Read about the structure of tragedies to discover that off in the distance stands the hero, the protagonist, who is meant to cleanse the community. Hemmingway symbolizes the hero as the matador in the bull ring as in the running of the bulls in Palermo in the act of the community members laying of the hands in the transfer of their sins that the matador absolves in the slaying of the bull.

The hero in America stands in the distance.

Deron Mikal

Brooksville

Don't Privatize Our Libraries

We Floridians take our public libraries for granted. Do you want a favorite author? A particular book? Information on a subject? Chances are it is on a library shelf in the county.

If not, it can probably be requested and received from partnering libraries.

Do you want to use the Internet to check your e-mail or surf the Web? Do you have a question for the reference librarian?

You can do it all in the Hernando County Public Library system.

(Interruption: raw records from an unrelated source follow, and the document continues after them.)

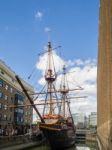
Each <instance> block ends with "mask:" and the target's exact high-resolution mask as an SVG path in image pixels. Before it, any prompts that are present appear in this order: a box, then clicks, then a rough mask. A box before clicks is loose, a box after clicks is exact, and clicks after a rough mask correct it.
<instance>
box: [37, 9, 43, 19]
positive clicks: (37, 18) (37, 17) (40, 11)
mask: <svg viewBox="0 0 112 150" xmlns="http://www.w3.org/2000/svg"><path fill="white" fill-rule="evenodd" d="M42 17H43V13H42V12H41V11H37V12H36V13H35V19H39V20H41V19H42Z"/></svg>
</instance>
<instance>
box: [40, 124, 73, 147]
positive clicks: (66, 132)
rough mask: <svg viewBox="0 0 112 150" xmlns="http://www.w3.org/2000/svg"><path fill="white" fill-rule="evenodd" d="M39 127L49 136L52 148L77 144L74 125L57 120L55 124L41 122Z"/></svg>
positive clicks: (47, 137)
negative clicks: (64, 123)
mask: <svg viewBox="0 0 112 150" xmlns="http://www.w3.org/2000/svg"><path fill="white" fill-rule="evenodd" d="M39 127H40V130H41V131H43V134H44V136H45V137H46V138H47V140H48V142H49V145H50V147H51V149H52V150H62V149H66V148H68V147H72V146H73V145H74V144H75V131H74V129H73V126H70V125H67V124H63V123H58V122H57V123H54V124H45V123H41V124H40V126H39Z"/></svg>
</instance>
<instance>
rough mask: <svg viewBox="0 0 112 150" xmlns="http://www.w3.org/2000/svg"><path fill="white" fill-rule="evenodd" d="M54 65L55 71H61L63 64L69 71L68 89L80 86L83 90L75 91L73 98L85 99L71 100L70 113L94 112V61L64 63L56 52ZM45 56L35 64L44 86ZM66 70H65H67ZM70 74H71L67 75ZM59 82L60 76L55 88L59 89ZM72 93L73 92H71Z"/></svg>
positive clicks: (94, 101) (46, 54) (95, 91)
mask: <svg viewBox="0 0 112 150" xmlns="http://www.w3.org/2000/svg"><path fill="white" fill-rule="evenodd" d="M53 58H54V64H55V68H56V71H57V72H59V71H61V69H62V67H63V65H64V64H66V66H67V68H68V69H69V71H68V73H67V79H68V83H69V88H72V89H73V88H76V87H79V86H81V87H82V88H84V90H81V91H75V96H87V98H82V99H71V110H72V113H77V112H78V113H80V112H83V113H86V114H89V113H90V112H96V107H97V103H96V74H97V66H96V60H95V59H87V60H82V59H76V60H73V61H72V60H68V61H66V62H65V61H64V60H63V59H61V58H60V57H59V56H58V55H57V54H56V52H55V51H54V52H53ZM46 63H47V54H44V55H43V56H41V57H40V58H39V61H38V62H37V64H36V67H37V69H39V70H40V71H41V72H42V78H40V79H39V80H38V83H39V84H41V85H44V84H45V80H44V72H45V69H46V65H45V64H46ZM68 69H67V70H68ZM69 72H71V73H69ZM60 80H61V75H59V77H58V82H57V84H56V85H57V87H59V84H60ZM72 93H73V92H72ZM72 93H71V95H72Z"/></svg>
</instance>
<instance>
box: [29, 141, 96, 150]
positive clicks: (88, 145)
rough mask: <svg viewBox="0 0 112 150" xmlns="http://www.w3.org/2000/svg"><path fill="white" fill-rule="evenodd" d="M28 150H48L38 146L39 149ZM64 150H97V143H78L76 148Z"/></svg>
mask: <svg viewBox="0 0 112 150" xmlns="http://www.w3.org/2000/svg"><path fill="white" fill-rule="evenodd" d="M28 150H50V148H49V147H47V146H45V145H44V146H40V147H35V148H31V149H28ZM66 150H98V146H97V143H95V142H89V143H83V144H82V143H78V144H76V146H74V147H72V148H69V149H66Z"/></svg>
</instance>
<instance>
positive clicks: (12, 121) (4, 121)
mask: <svg viewBox="0 0 112 150" xmlns="http://www.w3.org/2000/svg"><path fill="white" fill-rule="evenodd" d="M15 75H16V74H15V72H14V71H12V70H11V69H10V68H9V67H8V66H7V65H6V64H5V63H4V62H3V61H2V60H0V126H6V125H8V124H12V125H26V124H27V125H30V124H31V123H32V118H33V108H32V107H31V106H25V107H16V106H17V105H28V104H30V103H29V100H28V99H27V98H26V96H25V95H24V93H23V92H22V89H21V87H20V86H19V84H18V83H17V81H16V79H15ZM22 83H23V84H24V86H25V88H26V89H27V91H28V92H29V93H33V92H34V91H33V87H32V86H31V85H29V84H28V83H27V82H25V81H24V80H22Z"/></svg>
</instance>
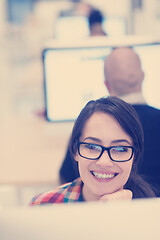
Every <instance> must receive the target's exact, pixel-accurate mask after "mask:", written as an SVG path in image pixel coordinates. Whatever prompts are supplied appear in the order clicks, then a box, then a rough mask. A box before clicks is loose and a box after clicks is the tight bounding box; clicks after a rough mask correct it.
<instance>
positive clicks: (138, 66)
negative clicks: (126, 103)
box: [104, 47, 144, 96]
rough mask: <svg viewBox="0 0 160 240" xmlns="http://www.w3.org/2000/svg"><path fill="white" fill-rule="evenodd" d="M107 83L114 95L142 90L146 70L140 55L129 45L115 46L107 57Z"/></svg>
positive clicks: (108, 86)
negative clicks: (129, 47) (142, 67)
mask: <svg viewBox="0 0 160 240" xmlns="http://www.w3.org/2000/svg"><path fill="white" fill-rule="evenodd" d="M104 75H105V85H106V87H107V89H108V91H109V93H110V95H112V96H122V95H125V94H129V93H132V92H141V91H142V82H143V79H144V72H143V70H142V68H141V61H140V58H139V57H138V55H137V54H136V53H135V52H134V51H133V49H132V48H129V47H120V48H115V49H114V50H113V51H112V52H111V54H110V55H108V57H107V58H106V59H105V63H104Z"/></svg>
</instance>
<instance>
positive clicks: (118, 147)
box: [77, 142, 134, 162]
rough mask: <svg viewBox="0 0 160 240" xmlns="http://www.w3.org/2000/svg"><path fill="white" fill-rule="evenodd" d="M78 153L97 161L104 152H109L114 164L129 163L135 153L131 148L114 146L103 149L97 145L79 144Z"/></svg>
mask: <svg viewBox="0 0 160 240" xmlns="http://www.w3.org/2000/svg"><path fill="white" fill-rule="evenodd" d="M77 146H78V153H79V155H80V156H81V157H83V158H86V159H90V160H97V159H99V158H100V157H101V156H102V154H103V152H104V151H107V152H108V155H109V157H110V159H111V160H112V161H114V162H127V161H129V160H130V159H131V158H132V156H133V153H134V148H133V147H131V146H123V145H120V146H112V147H103V146H101V145H98V144H95V143H86V142H79V143H78V144H77Z"/></svg>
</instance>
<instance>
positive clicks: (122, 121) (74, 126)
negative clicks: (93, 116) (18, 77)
mask: <svg viewBox="0 0 160 240" xmlns="http://www.w3.org/2000/svg"><path fill="white" fill-rule="evenodd" d="M95 112H104V113H107V114H110V115H112V116H113V117H114V118H115V119H116V120H117V121H118V122H119V124H120V126H121V127H122V128H123V130H124V131H125V132H126V133H127V134H128V135H129V136H130V137H131V139H132V141H133V146H134V160H133V165H132V169H131V173H130V176H129V179H128V181H127V183H126V184H125V186H124V188H126V189H130V190H131V191H132V192H133V198H143V197H144V198H146V197H155V194H154V191H153V190H152V188H151V187H150V185H149V184H148V183H146V182H145V181H144V180H143V179H142V177H141V176H139V175H138V173H137V168H138V164H139V162H140V161H141V157H142V153H143V144H144V135H143V130H142V126H141V123H140V121H139V118H138V115H137V113H136V111H135V109H134V108H133V107H132V106H131V105H130V104H128V103H126V102H124V101H123V100H121V99H119V98H117V97H111V96H109V97H106V98H100V99H98V100H95V101H94V100H92V101H90V102H88V103H87V104H86V106H85V107H84V108H83V109H82V111H81V113H80V114H79V116H78V118H77V120H76V122H75V125H74V127H73V131H72V135H71V139H70V151H71V154H72V156H73V158H74V156H75V154H76V152H77V143H78V141H79V139H80V137H81V135H82V131H83V128H84V125H85V123H86V121H87V120H88V119H89V118H90V117H91V116H92V114H93V113H95Z"/></svg>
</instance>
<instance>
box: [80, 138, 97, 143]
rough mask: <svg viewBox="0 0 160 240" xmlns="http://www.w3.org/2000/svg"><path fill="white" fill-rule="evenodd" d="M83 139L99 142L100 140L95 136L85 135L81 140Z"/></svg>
mask: <svg viewBox="0 0 160 240" xmlns="http://www.w3.org/2000/svg"><path fill="white" fill-rule="evenodd" d="M85 140H93V141H95V142H97V143H101V140H100V139H99V138H95V137H86V138H84V140H83V141H85Z"/></svg>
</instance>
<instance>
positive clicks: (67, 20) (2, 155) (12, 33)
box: [0, 0, 160, 207]
mask: <svg viewBox="0 0 160 240" xmlns="http://www.w3.org/2000/svg"><path fill="white" fill-rule="evenodd" d="M88 4H90V5H92V6H93V7H96V8H99V10H101V11H102V12H103V14H104V16H105V17H106V18H105V21H104V29H105V30H106V32H107V33H108V35H109V36H113V37H116V38H117V37H118V36H123V35H128V34H133V35H139V34H143V35H154V34H156V35H159V34H160V0H112V1H109V0H98V1H97V0H88V1H87V0H86V1H78V0H77V1H76V0H74V1H73V0H72V1H71V0H66V1H61V0H1V1H0V66H1V70H0V96H1V101H0V109H1V118H0V145H1V151H0V207H6V206H7V207H8V206H17V205H27V204H28V202H29V201H30V198H31V197H32V196H33V195H34V194H36V193H39V192H40V191H43V190H46V189H49V188H53V187H55V186H57V185H58V184H59V180H58V171H59V167H60V165H61V162H62V160H63V157H64V154H65V148H66V146H67V142H68V138H69V135H70V132H71V129H72V126H73V123H69V122H68V123H66V124H65V125H64V124H62V123H49V122H47V121H46V120H45V118H44V116H43V109H44V92H43V66H42V50H43V47H44V46H45V42H46V41H47V40H49V39H57V40H58V41H61V40H62V39H63V41H64V40H66V41H67V40H68V39H72V40H73V39H76V38H77V39H83V38H85V37H87V36H88V34H89V30H88V25H87V18H86V16H87V13H88ZM73 29H74V30H73ZM73 33H74V34H73ZM62 147H63V148H62Z"/></svg>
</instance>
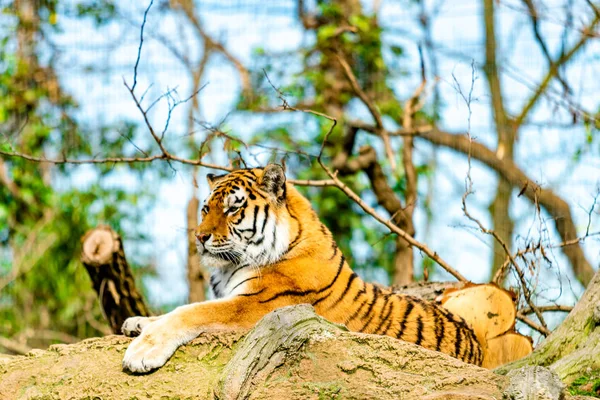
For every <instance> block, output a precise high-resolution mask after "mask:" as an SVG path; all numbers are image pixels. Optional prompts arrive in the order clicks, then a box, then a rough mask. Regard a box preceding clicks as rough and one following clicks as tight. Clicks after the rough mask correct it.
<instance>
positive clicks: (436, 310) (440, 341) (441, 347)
mask: <svg viewBox="0 0 600 400" xmlns="http://www.w3.org/2000/svg"><path fill="white" fill-rule="evenodd" d="M433 310H434V314H435V342H436V344H435V350H436V351H440V349H441V348H442V340H444V331H445V330H446V323H445V322H444V320H445V318H444V317H445V316H444V315H443V314H442V315H441V316H440V310H439V309H438V308H437V307H434V308H433Z"/></svg>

If the county privatizes, these options may change with profit-driven decisions. Tewksbury, Mass., decided against it after discovering the country's largest outsourcer, Library Systems and Service (LSSI), initially lays off all employees, causing high unemployment costs. In Oregon, an unfair labor practice complaint was filed against LSSI.

It is not just the Florida Library Association that is against privatization, as reported Thursday. The American Library Association is, as well. If you have ever had the opportunity to visit a community library in Texas, you may find what I did at the privatized Wells Branch Library in Austin: a beautiful building and spacious interior but with many empty shelves. Think about it. If it "saves" $500,000, what do you think will be cut?

Help our libraries! Return your books on time and keep them in good condition - no dog ears, underlining, sticky finger, or broken backs, please. Volunteer, volunteer, volunteer. Your library needs you and it needs to stay public.